The church of St John the Baptist is located on the north side of Station Road at its junction with Cliff Road. It was built in Perpendicular style in 1899-1903 to designs of architects Douglas and Minshull of Chester. Its outer walls are built of local limestone, dressings and ashlar interior of red Cheshire sandstone, with roofs of green slate. It consists of nave with lean-to aisles and clerestory, chancel with organ chamber and vestry forming the north transept, gabled entrance on the south-west, and west tower with octagonal south-west vice turret.
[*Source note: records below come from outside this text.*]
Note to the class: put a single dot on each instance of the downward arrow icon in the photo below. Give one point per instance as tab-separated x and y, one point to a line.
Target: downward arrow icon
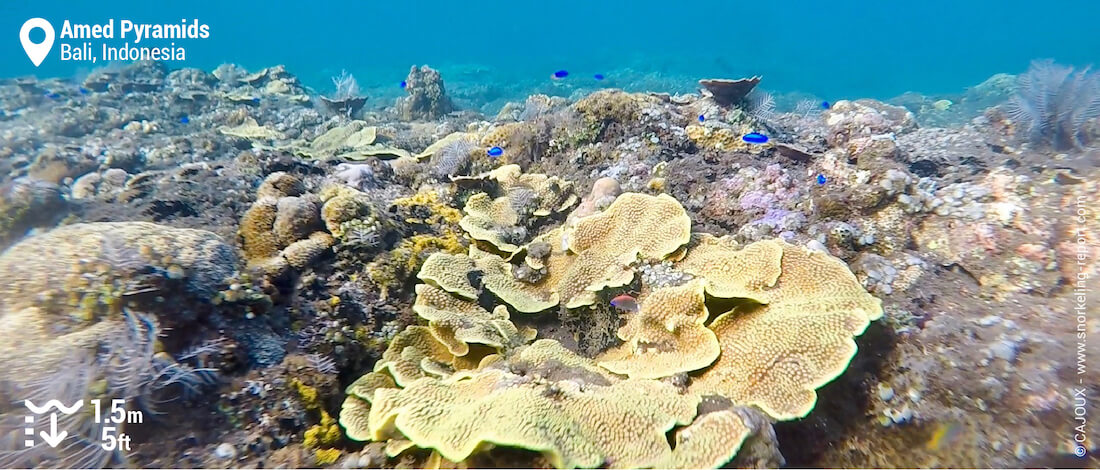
53	438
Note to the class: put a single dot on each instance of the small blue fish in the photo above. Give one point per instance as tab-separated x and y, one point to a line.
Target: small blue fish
625	303
755	138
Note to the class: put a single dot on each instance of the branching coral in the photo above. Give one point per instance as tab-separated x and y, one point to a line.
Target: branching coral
1053	102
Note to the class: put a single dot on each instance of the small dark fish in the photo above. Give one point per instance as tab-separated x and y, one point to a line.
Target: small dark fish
625	303
755	138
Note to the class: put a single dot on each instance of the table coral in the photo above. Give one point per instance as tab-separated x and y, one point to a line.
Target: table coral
581	413
470	361
281	229
109	261
812	298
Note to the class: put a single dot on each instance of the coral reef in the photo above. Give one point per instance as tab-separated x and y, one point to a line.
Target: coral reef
282	284
666	338
427	97
1053	102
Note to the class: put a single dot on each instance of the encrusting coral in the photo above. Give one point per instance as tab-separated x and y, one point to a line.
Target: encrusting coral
283	228
472	380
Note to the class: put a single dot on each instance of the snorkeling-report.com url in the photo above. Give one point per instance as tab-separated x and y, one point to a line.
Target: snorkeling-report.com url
1080	297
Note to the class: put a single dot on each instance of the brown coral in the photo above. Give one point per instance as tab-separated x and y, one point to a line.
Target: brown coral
666	337
617	424
655	226
774	354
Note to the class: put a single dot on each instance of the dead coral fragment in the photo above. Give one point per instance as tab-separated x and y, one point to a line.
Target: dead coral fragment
567	416
666	337
774	356
281	229
343	142
726	91
505	221
458	323
250	129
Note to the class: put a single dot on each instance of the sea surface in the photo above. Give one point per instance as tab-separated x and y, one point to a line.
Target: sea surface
832	50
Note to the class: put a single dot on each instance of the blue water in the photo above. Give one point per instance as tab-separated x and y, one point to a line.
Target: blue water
832	50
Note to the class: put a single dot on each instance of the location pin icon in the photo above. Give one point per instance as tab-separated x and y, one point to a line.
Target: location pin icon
40	51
The original design of the tower, with an octagonal upper stage with flying buttresses and a low spire, was modified by the firm Douglas, Minshull and Muspratt in 1912 to give a squared-off effect with battlements stepped up towards the corners. There is a variety in the size and disposition of the windows, mostly traceried but for those of the clerestory where the wall plate continues as a lintel. Inside, the arcades are supported on conventionalised capitals, the arch mouldings springing from small brackets. The roof is in the form of a double hammerbeam; in the chancel a wagon roof with curved principal trusses carried on moulded brackets. The reredos, completed in 1931, takes the form of a triptych with low relief panels surmounted by flowing, traceried canopy work and frieze. The rest of the east wall is panelled with blind Perpendicular tracery. Stained glass includes work by Kempe & Tower (1914).
Sources:
Cadw Listing description.
E.Hubbard, Buildings of Wales: Clwyd (1986), p.257.